DANSE

Festival d’automne, Nocturnes

PSiyoub Abdellah
@06 Déc 2012

Le Festival d'Automne offre cette année un portrait de Maguy Marin sous la forme d'une cartographie des œuvres. Les créations retiennent naturellement l'attention des publics: Faces et les vingt-huit danseurs du Ballet de l'Opéra de Lyon et Nocturnes par six interprètes de la compagnie. Deux intenses traversées de l'obscurité, marquées par la question du temps, spectaculaire ou intime -Théâtre de la Ville ou Théâtre de la Bastille.
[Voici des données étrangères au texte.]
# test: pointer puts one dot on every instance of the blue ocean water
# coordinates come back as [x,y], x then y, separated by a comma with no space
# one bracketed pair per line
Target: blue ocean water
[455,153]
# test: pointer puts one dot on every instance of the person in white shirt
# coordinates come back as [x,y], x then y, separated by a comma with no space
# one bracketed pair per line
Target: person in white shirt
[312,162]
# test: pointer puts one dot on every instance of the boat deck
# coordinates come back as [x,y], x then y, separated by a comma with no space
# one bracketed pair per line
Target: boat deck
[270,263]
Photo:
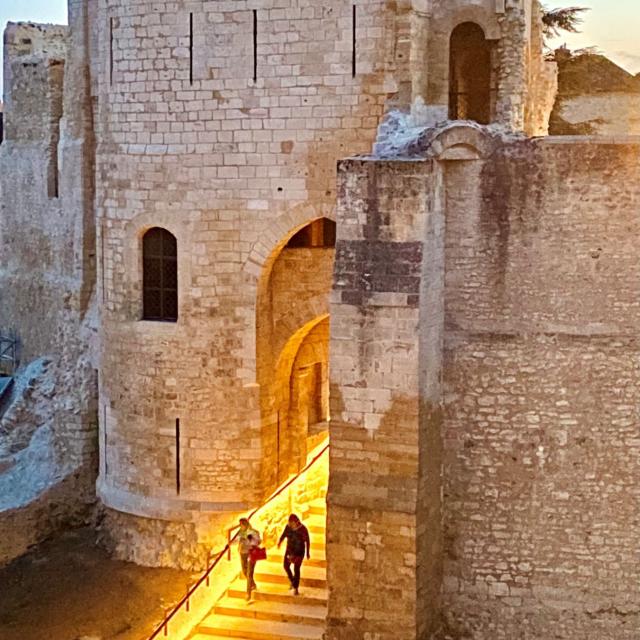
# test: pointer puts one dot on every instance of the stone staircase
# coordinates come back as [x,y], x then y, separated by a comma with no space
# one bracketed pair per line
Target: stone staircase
[275,613]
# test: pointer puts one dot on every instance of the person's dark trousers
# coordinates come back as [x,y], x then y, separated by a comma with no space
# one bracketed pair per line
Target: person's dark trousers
[294,577]
[251,585]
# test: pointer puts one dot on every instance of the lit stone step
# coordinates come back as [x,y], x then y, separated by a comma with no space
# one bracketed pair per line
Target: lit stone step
[316,524]
[234,627]
[267,571]
[274,592]
[278,611]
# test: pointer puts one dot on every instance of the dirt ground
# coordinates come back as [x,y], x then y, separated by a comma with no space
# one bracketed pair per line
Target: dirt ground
[68,589]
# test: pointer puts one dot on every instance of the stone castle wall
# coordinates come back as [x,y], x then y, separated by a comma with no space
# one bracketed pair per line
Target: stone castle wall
[606,114]
[47,279]
[529,245]
[233,167]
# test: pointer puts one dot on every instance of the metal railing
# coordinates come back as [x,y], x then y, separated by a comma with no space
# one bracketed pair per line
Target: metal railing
[9,353]
[205,579]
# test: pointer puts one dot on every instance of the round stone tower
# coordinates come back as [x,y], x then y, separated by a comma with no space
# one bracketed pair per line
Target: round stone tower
[219,129]
[482,61]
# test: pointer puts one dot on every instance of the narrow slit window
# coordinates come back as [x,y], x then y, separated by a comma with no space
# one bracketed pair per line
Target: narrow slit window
[354,43]
[191,48]
[110,50]
[56,111]
[255,45]
[160,276]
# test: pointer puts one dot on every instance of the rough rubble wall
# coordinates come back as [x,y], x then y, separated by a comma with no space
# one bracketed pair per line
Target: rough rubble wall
[232,167]
[377,403]
[543,81]
[46,282]
[539,355]
[541,383]
[522,84]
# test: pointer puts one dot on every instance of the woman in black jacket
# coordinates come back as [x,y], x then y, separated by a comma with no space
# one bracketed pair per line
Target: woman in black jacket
[298,546]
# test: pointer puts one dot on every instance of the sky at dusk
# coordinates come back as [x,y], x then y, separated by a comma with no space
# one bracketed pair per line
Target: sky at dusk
[611,25]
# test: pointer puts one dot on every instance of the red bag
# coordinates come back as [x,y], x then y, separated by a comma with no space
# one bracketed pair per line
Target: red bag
[257,553]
Dernière création de Maguy Marin et Denis Mariotte, Nocturnes se tourne vers un dépouillement formel réjouissant. Un Umwelt en noir et gris qui offre à chacun le climat propice à l’introspection, au questionnement de notre frottement au monde. Sur le plateau, les danseurs entrent et se croisent, partagent un moment –un fragment de temps sur ce fragment d’espace. Figures de petits groupes, liés par les mots, y compris lorsque leur langue n’est pas la notre.

Aux bas-reliefs de Faces correspondent les numéros de Nocturnes. Le temps tout entier est piégé dans l’espace neutre mais multiple du plateau qui prend des airs de cabaret. Parfois des pierres, lourdes, bruyantes, sont jetées sur le plateau. Parfois quelqu’un les rassemble en cairn éphémère.

A la manière de Salves, Nocturnes est rendue sérielle par la succession des noirs. Ces noirs-là sont accueillant, dus à une diminution progressive de l’intensité lumineuse. Ils fondent sur les relations plaisantes ou dures. Un noir de Soulages, travaillé de l’intérieur, épais de souvenirs, d’intimes références biographiques, de projections imaginaires. Un espace s’ouvre ancien à celui qui regarde, rendu capable de s’ajouter à ceux qui jouent.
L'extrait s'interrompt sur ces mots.